Doch da sind Analysten skeptisch. "Die Elfenbeinküste macht den Unterschied", heißt es bei der Commerzbank. Das Land konnte als einziges die Produktion in der Vergangenheit kontinuierlich steigern. Viele andere Produzenten kommen da nicht mehr mit. Die Frage sei, wie die Landwirte angesichts niedriger Einkommen, die durch fallende Preise abermals unter Druck geraten, noch in die Pflege des Kakaos investieren sollen oder gar in den Ausbau. Die tropischen Gewächse brauchen allerdings Zuwendung, da sie zum Beispiel anfällig für Pilzkrankheiten sind. "Wir rechnen mit einer Seitwärtsbewegung der globalen Kakaoproduktion", so Rohstoffanalyst Carsten Fritsch.

Die Analysten von Moody’s sehen zudem den Schokoladenappetit in den Schwellenländern wachsen. Der könne den Überschuss ganz schnell aufzehren. Jeder Chinese isst im Schnitt bisher nicht mehr als zwei 100-Gramm-Tafeln Schokolade im Jahr. Die Deutschen gönnen sich über 80. Auch Barry Callebaut setzt angesichts steigenden Wohlstands und der Adaption westlicher Lebensgewohnheiten auf Asien. Der Umsatz mit Schokoladenspezialitäten in China werde sich in den kommenden vier Jahren um 40 Prozent auf rund 3,6 Milliarden Euro erhöhen, prognostiziert die Zürcher Firma.

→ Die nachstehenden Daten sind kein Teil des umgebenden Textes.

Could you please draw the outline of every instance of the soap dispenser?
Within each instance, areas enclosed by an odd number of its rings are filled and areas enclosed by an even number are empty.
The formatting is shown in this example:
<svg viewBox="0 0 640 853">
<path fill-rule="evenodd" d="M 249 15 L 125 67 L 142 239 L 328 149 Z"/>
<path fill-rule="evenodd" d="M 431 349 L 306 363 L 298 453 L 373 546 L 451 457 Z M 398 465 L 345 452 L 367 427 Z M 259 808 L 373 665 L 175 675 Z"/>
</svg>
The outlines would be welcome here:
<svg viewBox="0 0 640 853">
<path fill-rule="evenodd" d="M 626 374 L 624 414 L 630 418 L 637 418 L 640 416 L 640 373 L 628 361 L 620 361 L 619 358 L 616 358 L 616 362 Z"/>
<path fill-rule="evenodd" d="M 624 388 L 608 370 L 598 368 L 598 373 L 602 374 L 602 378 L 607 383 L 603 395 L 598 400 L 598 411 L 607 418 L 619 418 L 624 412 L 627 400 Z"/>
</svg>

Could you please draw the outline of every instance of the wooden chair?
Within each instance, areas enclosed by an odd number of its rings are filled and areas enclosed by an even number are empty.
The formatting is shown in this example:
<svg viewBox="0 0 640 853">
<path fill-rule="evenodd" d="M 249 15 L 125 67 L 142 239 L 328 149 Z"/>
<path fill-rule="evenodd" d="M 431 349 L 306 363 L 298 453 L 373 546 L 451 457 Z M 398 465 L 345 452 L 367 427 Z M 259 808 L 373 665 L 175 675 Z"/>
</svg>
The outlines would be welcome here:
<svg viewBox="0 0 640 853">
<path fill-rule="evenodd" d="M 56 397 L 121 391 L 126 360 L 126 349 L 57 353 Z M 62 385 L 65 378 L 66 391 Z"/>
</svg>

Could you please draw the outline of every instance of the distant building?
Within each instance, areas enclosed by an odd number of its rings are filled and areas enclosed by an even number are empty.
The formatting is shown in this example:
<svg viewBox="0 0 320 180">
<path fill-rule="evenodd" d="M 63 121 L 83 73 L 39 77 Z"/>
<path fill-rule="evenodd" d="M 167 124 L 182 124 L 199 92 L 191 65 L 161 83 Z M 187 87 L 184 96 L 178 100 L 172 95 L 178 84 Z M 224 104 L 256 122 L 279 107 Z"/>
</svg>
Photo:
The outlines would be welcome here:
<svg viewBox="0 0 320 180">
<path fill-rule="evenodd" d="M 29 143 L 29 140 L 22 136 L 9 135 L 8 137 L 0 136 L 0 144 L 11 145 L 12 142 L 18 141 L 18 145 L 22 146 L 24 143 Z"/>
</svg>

Die Analysten sind sich einig: Die Kakaopreise werden kaum weiter fallen. Zuletzt hatten sie sich bereits leicht erholt. Mit großen Sprüngen nach oben ist kurzfristig aber auch nicht zu rechnen. Ein ETC (WKN: ETC 059) kann sich für Anleger dennoch lohnen. Die Commerzbank erwartet zum Jahresende einen Kakaopreis von 2300 Dollar.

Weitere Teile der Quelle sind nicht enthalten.